The patient underwent mitral valve replacement with a mechanical prosthesis and abscess debridement. Postoperatively, she was stabilised in the ICU and started on anticoagulation therapy. Follow-up echocardiography confirmed proper valve function with only mild tricuspid regurgitation.

This case underscores the importance of early cardiac evaluation in febrile patients, particularly when atypical symptoms such as diarrhoea are present.3 Echocardiography should be considered in young patients with sepsis-like symptoms to avoid misdiagnosis and delayed treatment of IE.

COMPETING  INTEREST:
The  author  declared  no  conflict  of  interest.

AUTHOR’S  CONTRIBUTION:
HL: Conceiving the idea for the article and drafting the manuscript.
The author approved the final version of the manuscript to be published.

REFERENCES

  1. Nishimura RA, Otto CM, Bonow RO, Carabello BA, Erwin JP 3rd, Guyton RA, et al. 2014 AHA/ACC guideline for the management of patients with valvular heart disease: A report of the American College of Cardiology/American Heart Association Task Force on Practice Guidelines.
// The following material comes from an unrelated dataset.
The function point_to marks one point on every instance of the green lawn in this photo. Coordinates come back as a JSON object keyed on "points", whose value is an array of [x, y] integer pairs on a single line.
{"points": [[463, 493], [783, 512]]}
J Am Coll Cardiol 2014; 63(22):e57-185. doi: 10.1016/j. jacc.2014.02.536. Erratum in: J Am Coll Cardiol 2014; 63(22):2489.
  2. Delgado V, Ajmone Marsan N, de Waha S, Bonaros N, Brida M, Burri H, et al. 2023 ESC Guidelines for the management of endocarditis. Eur Heart J 2023; 44(39): 3948-4042. doi: 10.1093/eurheartj/ehad193.
  3. AATS Surgical Treatment of Infective Endocarditis Consensus Guidelines Writing Committee Chairs, et al. 2016 The American Association for Thoracic Surgery (AATS) consensus guidelines: Surgical treatment of infective endocarditis: Executive summary. J Thorac Cardiovasc Surg 2017; 153(6):1241-58.e29. doi: 10.1016/j.jtcvs.2016.09.093.